You are constantly stumbling upon elements of the game that don’t work in the way they were intended or imagined to, and as a result there isn’t much of the sim that’s left untouched by technical woes. When you try to run a race against the AI, the AI shits themselves. When you try to race online, the warping is worthy of a YouTube video. When you try to mess around in the garage menu, the car setup screen is a pain in the ass to navigate. As you attempt to fine-tune your car, hilarious setup oddities are exposed. Just attempting to run some laps, the overall driving experience doesn’t require you to focus or even care about perfecting your craft to the extent usually required by a hardcore racing simulator.

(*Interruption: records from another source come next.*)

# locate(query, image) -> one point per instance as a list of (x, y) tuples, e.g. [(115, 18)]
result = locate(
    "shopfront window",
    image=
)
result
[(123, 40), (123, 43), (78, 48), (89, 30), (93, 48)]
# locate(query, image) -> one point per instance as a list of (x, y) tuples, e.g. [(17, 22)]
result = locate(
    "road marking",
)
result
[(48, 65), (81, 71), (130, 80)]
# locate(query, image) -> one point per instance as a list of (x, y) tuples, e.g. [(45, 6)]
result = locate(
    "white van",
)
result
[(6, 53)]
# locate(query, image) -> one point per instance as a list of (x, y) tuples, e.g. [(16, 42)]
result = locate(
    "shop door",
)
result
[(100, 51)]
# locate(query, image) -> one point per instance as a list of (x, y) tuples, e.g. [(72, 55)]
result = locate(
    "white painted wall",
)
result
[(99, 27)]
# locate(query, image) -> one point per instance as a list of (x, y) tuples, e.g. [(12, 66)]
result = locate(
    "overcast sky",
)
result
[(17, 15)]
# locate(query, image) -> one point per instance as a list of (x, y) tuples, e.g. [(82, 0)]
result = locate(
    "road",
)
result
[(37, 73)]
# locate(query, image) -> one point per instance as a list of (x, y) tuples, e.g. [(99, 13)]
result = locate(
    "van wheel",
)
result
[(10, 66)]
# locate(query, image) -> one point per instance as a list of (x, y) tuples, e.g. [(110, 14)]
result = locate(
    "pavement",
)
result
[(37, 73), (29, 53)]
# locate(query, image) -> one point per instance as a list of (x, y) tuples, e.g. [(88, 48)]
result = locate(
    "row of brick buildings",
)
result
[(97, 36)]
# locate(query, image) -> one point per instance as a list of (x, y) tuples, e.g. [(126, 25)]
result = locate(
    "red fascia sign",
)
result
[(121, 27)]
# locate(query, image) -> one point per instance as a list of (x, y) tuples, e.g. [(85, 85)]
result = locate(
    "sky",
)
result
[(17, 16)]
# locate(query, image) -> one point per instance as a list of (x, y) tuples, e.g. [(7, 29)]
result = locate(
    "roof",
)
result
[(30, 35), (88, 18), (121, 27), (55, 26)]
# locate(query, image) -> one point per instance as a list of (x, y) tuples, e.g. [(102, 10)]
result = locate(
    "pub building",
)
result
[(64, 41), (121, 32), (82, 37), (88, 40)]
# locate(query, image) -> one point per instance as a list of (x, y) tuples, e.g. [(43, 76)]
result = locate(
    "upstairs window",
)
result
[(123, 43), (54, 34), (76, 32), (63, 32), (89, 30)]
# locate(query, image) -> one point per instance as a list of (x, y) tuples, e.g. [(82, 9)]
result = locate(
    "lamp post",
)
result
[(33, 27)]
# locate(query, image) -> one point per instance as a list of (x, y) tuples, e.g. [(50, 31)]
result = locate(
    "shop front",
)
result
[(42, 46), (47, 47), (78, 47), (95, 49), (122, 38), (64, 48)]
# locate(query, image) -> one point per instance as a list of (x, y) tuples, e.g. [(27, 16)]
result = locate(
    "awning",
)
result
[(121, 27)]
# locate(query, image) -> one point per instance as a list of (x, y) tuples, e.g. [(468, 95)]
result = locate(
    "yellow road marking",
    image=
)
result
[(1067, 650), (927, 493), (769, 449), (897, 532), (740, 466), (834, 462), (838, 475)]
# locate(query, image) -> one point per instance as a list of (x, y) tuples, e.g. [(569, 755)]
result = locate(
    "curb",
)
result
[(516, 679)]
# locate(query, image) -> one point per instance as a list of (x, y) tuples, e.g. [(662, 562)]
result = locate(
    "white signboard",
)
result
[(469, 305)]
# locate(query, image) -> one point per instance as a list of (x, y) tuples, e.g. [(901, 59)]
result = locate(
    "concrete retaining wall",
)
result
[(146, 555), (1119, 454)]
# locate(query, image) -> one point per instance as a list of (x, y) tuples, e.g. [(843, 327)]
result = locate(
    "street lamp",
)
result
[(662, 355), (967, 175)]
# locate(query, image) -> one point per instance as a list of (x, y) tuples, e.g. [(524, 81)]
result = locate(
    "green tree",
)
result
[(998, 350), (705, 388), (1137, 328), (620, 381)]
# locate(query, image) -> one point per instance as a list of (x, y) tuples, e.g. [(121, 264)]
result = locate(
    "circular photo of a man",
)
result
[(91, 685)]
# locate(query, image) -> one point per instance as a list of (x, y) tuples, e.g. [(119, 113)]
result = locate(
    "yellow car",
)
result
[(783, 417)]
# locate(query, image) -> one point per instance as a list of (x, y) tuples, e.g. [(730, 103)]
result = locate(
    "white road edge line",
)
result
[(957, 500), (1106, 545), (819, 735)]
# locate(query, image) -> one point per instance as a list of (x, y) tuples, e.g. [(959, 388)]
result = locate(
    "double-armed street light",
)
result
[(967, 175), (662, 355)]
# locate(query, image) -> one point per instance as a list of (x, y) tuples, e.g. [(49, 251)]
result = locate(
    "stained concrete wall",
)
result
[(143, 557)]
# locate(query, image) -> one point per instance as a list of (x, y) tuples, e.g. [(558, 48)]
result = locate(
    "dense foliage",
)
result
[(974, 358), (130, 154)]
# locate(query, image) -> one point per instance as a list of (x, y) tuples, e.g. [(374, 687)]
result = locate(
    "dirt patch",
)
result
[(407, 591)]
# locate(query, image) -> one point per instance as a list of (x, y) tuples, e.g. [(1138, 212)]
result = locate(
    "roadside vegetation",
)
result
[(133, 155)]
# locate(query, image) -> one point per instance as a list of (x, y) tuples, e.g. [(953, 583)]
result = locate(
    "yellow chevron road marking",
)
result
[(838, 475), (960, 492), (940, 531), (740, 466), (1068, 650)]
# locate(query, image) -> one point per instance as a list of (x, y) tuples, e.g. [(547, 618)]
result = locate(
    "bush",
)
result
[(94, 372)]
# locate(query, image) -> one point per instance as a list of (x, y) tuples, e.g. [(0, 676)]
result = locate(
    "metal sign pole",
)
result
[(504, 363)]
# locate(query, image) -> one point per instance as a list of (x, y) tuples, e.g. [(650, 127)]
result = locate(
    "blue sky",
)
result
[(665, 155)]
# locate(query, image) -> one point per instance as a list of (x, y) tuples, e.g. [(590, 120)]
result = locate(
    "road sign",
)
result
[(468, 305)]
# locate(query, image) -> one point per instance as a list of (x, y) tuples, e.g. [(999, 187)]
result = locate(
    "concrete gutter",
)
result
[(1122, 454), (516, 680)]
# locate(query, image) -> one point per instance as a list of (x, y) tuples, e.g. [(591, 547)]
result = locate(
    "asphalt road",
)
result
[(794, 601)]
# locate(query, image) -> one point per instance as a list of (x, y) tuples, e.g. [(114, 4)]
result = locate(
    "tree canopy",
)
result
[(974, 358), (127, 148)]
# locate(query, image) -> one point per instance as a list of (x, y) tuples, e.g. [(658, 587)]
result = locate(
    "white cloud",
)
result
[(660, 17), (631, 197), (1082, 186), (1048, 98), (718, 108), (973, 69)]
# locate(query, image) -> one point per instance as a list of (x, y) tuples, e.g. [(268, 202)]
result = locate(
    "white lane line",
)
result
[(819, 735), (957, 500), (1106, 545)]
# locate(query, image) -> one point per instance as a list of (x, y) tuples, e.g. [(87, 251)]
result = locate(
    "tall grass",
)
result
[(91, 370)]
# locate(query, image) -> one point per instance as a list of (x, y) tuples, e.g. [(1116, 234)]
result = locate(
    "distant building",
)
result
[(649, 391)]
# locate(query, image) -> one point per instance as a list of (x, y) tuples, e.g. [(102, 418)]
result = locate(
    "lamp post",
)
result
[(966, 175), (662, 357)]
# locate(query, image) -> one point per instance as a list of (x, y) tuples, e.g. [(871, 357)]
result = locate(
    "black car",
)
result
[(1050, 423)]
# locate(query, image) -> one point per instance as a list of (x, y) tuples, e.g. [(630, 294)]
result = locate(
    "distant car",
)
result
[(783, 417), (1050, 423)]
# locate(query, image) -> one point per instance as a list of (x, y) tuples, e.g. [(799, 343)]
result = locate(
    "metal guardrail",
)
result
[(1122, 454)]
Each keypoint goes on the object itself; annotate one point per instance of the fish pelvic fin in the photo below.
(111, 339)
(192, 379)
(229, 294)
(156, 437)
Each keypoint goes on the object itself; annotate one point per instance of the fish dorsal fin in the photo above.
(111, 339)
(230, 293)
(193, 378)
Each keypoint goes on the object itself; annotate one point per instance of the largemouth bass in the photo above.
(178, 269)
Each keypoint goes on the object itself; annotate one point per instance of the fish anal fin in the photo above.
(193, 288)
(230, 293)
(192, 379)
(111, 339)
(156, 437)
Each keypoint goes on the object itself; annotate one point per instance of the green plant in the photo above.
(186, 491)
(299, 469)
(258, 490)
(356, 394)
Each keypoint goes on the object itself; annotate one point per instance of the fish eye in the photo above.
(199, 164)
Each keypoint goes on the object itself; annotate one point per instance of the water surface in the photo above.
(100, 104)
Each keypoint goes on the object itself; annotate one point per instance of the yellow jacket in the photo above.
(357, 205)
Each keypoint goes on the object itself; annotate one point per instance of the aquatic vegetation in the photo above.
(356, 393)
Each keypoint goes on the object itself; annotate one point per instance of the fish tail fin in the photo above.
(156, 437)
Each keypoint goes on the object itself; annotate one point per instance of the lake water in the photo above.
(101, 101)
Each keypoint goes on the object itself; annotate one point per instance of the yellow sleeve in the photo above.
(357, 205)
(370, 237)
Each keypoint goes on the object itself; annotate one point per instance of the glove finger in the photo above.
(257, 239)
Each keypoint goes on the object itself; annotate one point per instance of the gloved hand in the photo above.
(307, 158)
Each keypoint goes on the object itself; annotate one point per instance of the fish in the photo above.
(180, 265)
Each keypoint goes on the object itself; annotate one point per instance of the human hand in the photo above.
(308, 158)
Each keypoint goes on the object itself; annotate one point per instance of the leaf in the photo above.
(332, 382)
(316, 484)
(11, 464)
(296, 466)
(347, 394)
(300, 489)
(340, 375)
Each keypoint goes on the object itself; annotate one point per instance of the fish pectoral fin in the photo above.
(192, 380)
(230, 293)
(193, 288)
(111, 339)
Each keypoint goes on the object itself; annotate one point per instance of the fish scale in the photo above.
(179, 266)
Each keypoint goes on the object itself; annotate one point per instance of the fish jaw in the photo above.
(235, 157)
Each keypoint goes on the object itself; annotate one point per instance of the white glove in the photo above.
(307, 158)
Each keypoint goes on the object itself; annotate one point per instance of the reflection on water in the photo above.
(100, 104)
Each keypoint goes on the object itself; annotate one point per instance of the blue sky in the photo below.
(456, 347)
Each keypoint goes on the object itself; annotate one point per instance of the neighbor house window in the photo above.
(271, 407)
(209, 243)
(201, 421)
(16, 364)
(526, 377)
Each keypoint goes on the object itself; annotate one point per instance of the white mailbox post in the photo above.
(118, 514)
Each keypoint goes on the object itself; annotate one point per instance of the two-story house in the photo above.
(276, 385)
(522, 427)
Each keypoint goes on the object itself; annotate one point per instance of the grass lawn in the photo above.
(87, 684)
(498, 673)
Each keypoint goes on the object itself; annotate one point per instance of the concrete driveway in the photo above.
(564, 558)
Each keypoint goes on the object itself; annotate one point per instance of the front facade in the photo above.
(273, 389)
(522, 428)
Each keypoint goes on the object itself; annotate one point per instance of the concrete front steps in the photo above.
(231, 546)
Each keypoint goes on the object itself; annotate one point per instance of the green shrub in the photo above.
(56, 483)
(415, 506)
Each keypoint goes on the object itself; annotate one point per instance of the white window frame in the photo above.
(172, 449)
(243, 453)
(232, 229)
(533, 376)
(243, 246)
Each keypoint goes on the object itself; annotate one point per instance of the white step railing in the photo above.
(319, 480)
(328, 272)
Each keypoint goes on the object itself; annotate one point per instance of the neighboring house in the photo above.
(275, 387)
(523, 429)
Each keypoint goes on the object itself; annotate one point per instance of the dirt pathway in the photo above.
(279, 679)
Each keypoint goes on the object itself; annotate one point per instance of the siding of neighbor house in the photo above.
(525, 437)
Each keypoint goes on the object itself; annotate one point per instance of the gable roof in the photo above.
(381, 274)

From an experienced sim racer’s standpoint, I can’t say Project CARS accomplished anything the simulator was intended to be when it was first announced. I truly struggle to understand how a product like this was given the thumbs up by over 30,000 internal testers, who had a vested interest in the long term success of the product. I understand that Slightly Mad Studios aren’t the most reputable of developer teams, so there’s a chance they simply couldn’t get their shit together and hold up their end of the bargain, but there is a massive disconnect between what many of us outsiders were led to believe about the title prior to release, and what the game actually is. For a release that was supposed to shift the landscape of the sim racing genre, an extremely buggy variant of Race 07 is not what anybody had in mind.

However, because many of the game’s issues will only be noticed by hardcore sim racers, this is a title that can easily be recommended to someone who’s looking to move on from Forza, but doesn’t know where to start. I can sit here and rag on the game all I want for getting grip levels horribly wrong, or implementing an unfinished kamikaze AI behavior that puts this supposedly glorious Career Mode entirely out of the question, but people just crossing over into the genre won’t know what to expect, and therefore won’t know the difference.

If you know what you’re doing, Project CARS is going to piss you off to no end for all of the messed up shit you’ll be routinely subjected to, stuff that Slightly Mad Studios has no excuse for not rectifying this far into the game’s lifespan. If you don’t know what you’re doing, there isn’t a better game you could have bought to get your feet wet in the world of sim racing. The moment you start realizing it’s a bit of a mess, is when it’s the right time to move onto something more competent.